The protesters in the streets of Tehran, Qom, Shiraz and other cities are explicitly rejecting this adventurism, shouting slogans like “Leave Syria, think of us!” They want a better economy and more opportunities for their children, not campaigns to build a Shiite empire across the Middle East.
Mr. Obama sought to win over the Tehran regime by avoiding confrontation and letting Iran have its way in Syria and elsewhere. His goal above all else was the nuclear deal.
Mr. Trump, by contrast, has distinguished between the regime and the Iranian people, much as Ronald Reagan did with the Soviet Union.
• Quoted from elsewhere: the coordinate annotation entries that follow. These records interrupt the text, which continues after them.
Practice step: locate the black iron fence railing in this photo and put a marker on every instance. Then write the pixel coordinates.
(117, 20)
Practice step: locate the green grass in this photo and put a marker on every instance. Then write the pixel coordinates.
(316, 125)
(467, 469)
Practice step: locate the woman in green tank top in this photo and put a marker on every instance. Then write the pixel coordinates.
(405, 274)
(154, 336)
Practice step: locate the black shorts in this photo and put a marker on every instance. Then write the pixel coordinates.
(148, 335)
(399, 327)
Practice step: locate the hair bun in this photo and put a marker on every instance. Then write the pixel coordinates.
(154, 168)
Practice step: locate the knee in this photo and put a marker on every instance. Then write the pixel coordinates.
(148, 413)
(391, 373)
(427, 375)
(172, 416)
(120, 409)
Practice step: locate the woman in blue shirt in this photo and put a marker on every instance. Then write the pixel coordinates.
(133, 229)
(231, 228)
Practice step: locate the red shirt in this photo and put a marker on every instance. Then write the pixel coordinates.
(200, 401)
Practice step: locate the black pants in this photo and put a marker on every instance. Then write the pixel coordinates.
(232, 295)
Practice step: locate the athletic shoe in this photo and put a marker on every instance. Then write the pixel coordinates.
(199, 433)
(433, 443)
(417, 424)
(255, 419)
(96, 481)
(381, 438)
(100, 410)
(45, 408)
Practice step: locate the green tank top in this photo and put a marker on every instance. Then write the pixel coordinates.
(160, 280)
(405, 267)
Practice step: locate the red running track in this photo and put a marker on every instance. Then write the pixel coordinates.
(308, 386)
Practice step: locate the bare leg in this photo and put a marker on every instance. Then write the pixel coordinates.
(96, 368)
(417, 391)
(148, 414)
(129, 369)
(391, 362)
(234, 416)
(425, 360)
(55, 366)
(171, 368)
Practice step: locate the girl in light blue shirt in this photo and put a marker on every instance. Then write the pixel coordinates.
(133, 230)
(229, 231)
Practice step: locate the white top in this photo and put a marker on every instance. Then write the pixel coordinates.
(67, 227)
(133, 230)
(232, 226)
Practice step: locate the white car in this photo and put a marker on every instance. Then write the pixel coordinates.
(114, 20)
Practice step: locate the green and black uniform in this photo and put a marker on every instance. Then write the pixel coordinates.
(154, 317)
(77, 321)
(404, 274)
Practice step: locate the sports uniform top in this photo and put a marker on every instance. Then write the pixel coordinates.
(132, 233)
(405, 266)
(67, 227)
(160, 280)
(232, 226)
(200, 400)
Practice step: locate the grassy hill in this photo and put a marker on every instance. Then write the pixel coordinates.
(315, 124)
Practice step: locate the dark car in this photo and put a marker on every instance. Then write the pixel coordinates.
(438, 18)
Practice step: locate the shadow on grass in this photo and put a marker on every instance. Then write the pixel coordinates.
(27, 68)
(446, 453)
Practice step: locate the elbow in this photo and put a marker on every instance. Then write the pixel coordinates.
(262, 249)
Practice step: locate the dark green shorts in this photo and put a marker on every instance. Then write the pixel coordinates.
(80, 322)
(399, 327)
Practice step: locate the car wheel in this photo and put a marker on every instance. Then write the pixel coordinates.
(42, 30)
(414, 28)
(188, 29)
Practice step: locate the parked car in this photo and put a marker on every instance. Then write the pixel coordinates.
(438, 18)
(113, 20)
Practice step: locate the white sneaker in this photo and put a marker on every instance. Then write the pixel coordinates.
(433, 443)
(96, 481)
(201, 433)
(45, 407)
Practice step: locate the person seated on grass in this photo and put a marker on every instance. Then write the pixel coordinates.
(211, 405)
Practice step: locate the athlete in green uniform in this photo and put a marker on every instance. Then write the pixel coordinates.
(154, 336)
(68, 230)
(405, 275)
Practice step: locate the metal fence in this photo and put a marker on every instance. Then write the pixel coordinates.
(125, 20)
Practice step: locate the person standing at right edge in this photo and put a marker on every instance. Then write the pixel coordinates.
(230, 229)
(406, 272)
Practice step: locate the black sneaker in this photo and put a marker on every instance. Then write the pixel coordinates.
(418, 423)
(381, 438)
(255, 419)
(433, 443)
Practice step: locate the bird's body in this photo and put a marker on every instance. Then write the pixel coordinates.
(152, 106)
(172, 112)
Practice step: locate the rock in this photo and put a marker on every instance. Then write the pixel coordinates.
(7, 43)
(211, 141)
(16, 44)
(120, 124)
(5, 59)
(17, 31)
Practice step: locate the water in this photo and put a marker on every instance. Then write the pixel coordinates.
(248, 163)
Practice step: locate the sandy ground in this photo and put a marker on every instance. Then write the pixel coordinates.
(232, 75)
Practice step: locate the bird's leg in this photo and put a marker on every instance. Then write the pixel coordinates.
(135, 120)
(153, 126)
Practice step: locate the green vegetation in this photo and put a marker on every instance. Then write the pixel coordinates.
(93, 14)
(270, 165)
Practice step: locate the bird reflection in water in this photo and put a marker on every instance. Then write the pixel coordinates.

In speeches over the past year, the President has called out the regime for stirring up foreign trouble and subjugating its people.
“The entire world understands that the good people of Iran want change, and, other than the vast military power of the United States, that Iran’s people are what their leaders fear the most,” Mr. Trump told the United Nations in September. “This is what causes the regime to restrict internet access, tear down satellite dishes, shoot unarmed student protestors, and imprison political reformers.”
Mr. Trump’s tweets since the protests began may not be Obama-smooth but they have put America on the side of the people, rather than the regime. This rhetorical support matters to those in the street, and Europeans and Democrats in Congress should join the chorus.